Gesù ribalta il vecchio metodo di giudicare, quello che non esplora la coscienza del colpevole ma scandaglia quella del giudice.

Prima ancora del perdono c’è lo smascheramento degli accusatori. Messi di fronte alla loro coscienza sono fuggiti. Si fugge sempre da questa domanda quando si accusano gli altri.

Stanno portandola con forza davanti al Sinedrio per giudicarla di adulterio. Era stata scoperta in flagrante. Secondo il Levitico deve essere messa a morte insieme al suo complice. Dell’uomo non si sa nulla. Prima di consegnarla al Sinedrio si servono di questa donna per mettere alla prova Gesù. E’ una di quelle domande che qualsiasi risposta si da, si sbaglia sempre. I dottori della legge conoscono bene ciò che dice la Legge in questo caso, ma si fingono ignoranti e ansiosi di ricevere un consiglio da Gesù. In realtà Gesù non li guarda nemmeno. Rimane in silenzio, chino a scrivere per terra. E’ un diversivo per esaurire l’agitazione della folla e per far scendere il silenzio su quella clamorosa vampata di scandalo, sovreccitazione degli animi e fretta di condannare. Gesù, ora, non risponde ma invita quelli senza peccato a scagliare la prima pietra, come prescrive la legge sulla lapidazione. Poi torna a sedersi. I primi a scappare sono gli anziani cioè quegli uomini autorevoli e poi tutti gli altri. Questa folla è delusa e scornata.
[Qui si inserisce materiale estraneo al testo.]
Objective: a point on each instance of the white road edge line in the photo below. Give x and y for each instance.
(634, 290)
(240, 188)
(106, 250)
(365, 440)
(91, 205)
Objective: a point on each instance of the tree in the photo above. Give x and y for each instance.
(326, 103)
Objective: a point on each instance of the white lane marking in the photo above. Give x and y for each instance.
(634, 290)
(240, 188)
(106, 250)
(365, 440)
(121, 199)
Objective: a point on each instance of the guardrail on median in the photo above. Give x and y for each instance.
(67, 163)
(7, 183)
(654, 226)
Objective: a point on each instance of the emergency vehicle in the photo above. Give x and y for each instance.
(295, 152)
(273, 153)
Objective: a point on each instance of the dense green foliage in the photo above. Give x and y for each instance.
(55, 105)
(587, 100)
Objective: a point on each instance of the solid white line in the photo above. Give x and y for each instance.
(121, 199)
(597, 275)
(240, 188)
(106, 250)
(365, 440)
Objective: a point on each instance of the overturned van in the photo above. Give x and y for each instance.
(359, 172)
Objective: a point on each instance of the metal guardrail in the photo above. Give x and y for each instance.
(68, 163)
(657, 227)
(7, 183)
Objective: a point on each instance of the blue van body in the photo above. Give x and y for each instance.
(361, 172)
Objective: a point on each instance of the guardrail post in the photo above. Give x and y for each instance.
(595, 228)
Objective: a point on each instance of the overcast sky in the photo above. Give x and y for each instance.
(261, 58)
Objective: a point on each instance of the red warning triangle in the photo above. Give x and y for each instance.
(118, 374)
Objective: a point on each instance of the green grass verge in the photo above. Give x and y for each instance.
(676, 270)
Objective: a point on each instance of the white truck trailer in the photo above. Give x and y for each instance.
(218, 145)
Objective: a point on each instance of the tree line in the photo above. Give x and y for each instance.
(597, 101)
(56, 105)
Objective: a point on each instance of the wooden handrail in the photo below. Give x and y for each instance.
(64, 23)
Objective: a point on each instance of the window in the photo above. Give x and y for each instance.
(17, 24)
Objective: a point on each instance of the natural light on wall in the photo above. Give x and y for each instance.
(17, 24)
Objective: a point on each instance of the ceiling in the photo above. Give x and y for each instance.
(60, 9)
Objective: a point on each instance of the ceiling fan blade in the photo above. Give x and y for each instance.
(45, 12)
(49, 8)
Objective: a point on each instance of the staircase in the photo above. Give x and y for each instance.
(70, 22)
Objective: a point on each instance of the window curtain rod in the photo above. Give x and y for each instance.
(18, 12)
Gesù ribalta il vecchio metodo di giudicare, quello che non esplora la coscienza del colpevole ma scandaglia quella del giudice. Il silenzio è calato. Sono rimasti solo Gesù e la donna. “Non peccare più”, con queste parole, Gesù la congeda. E lei se ne va, custodendo nel suo cuore il segreto di una legge nuova: quella che invece di punire il colpevole, cerca di cambiarlo. (Giovanni 8:1-11)

I vangeli non dicono cosa accadde poi all’adultera. Tutto fa supporre che non sia stata processata. Gli anziani autorevoli staccandosi da lei hanno rinunciato all’azione giudiziaria. “Io non ti condanno” sentenzia Gesù. La folla l’aveva già condannata a morte. Gesù le parla con rispetto e compassione, come a una persona e non come a un condannato. Libera così la donna da ogni soggezione che la colpevolizza, ma non per questo incapace di esprimere sentimenti umani. La giustizia di Gesù non mira alla condanna ma alla redenzione. In quel tempo gli accusatori dovevano avere la certezza del reato per scagliare la prima pietra sul condannato alla lapidazione. Farlo era un obbligo e dovevano assumersi la pesante responsabilità fino in fondo. Non lo hanno fatto. Con la semplice frase: “Chi è senza peccato scagli la prima pietra”, Gesù costringe gli accusatori a rivedere il loro concetto di peccato, che non è solo una violazione della Legge ma è soprattutto una mancanza di amore: verso Dio – “Ama Dio con tutto il tuo cuore…” – e il prossimo. Ciò che conta per Gesù è lo spirito della Legge con la quale essa va applicata. Nasce da qui l’imbarazzo degli accusatori. Un problema di coscienza su quello che doveva essere un cavillo per intrappolare Gesù, coinvolge e manda ora in crisi gli anziani e la folla. Gesù con le sue parole non condanna la Legge Mosaica ma l’interpretazione letterale che ne tradisce lo spirito: non forcaioli giustizialisti ma clemenza per i trasgressori.

Gesù contesta la cosa più importante: essi non sono in grado di giudicare l’essenza e l’intimo della coscienza. Questo diritto compete a Dio che conosce la profondità del cuore umano. Una buona legge deve distogliere dal male e indirizzare al bene, garantire la giustizia senza trascurare la misericordia. La misericordia esulta trionfalmente nei luoghi di giudizio.